Mongoose Models inherit from Documents, which have a toObject() method. I believe what you're looking for should be the result of doc.toObject().
http://mongoosejs.com/docs/api.html#document_Document-toObject
Another way to do this is to tell Mongoose that all you need is a plain JavaScript version of the returned doc by using lean() in the query chain.
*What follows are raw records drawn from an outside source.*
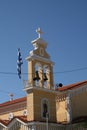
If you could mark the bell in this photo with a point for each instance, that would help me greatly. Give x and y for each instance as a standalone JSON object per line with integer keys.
{"x": 45, "y": 77}
{"x": 36, "y": 76}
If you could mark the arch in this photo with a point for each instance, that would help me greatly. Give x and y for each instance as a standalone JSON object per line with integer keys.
{"x": 45, "y": 78}
{"x": 44, "y": 107}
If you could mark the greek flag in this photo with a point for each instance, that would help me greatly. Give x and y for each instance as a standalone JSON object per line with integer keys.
{"x": 19, "y": 63}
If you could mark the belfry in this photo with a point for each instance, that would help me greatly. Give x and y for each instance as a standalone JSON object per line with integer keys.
{"x": 40, "y": 67}
{"x": 45, "y": 107}
{"x": 40, "y": 84}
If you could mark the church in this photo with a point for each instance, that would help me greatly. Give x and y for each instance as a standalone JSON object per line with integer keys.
{"x": 45, "y": 107}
That way Mongoose skips the step of creating the full model instance and you directly get a doc you can modify:
MyModel.findOne().lean().exec(function(err, doc) {
doc.addedProperty = 'foobar';
res.json(doc);
});
JohnnyHK suggestion:
In some cases as #JohnnyHK suggested, you would want to get the Object as a Plain Javascript.
as described in this Mongoose Documentation there is another alternative to query the data directly as object:
const docs = await Model.find().lean();
Conditionally return Plain Object:
In addition if someone might want to conditionally turn to an object,it is also possible as an option argument, see find() docs at the third parameter:
const toObject = true;
const docs = await Model.find({},null,{lean:toObject});
its available on the functions: find(), findOne(), findById(), findOneAndUpdate(), and findByIdAndUpdate().
NOTE:
it is also worth mentioning that the _id attribute isn't a string object as if you would do JSON.parse(JSON.stringify(object)) but a ObjectId from mongoose types, so when comparing it to strings cast it to string before: String(object._id) === otherStringId
the fast way if the property is not in the model :
document.set( key,value, { strict: false });
A better way of tackling an issue like this is using doc.toObject() like this
doc.toObject({ getters: true })
other options include:
getters: apply all getters (path and virtual getters)
virtuals: apply virtual getters (can override getters option)
minimize: remove empty objects (defaults to true)
transform: a transform function to apply to the resulting document before returning
depopulate: depopulate any populated paths, replacing them with their original refs (defaults to false)
versionKey: whether to include the version key (defaults to true)
so for example you can say
Model.findOne().exec((err, doc) => {
if (!err) {
doc.toObject({ getters: true })
console.log('doc _id:', doc._id)
}
})
and now it will work.
For reference, see: http://mongoosejs.com/docs/api.html#document_Document-toObject
To get plain object from Mongoose document, I used _doc property as follows
mongooseDoc._doc //returns plain json object
I tried with toObject but it gave me functions,arguments and all other things which i don't need.
The lean option tells Mongoose to skip hydrating the result documents. This makes queries faster and less memory intensive, but the result documents are plain old JavaScript objects (POJOs), not Mongoose documents.
const leanDoc = await MyModel.findOne().lean();
not necessary to use JSON.parse() method
You can also stringify the object and then again parse to make the normal object.
For example like:-
const obj = JSON.parse(JSON.stringify(mongoObj))
I have been using the toObject method on my document without success.
I needed to add the flattenMap property to true to finally have a POJO.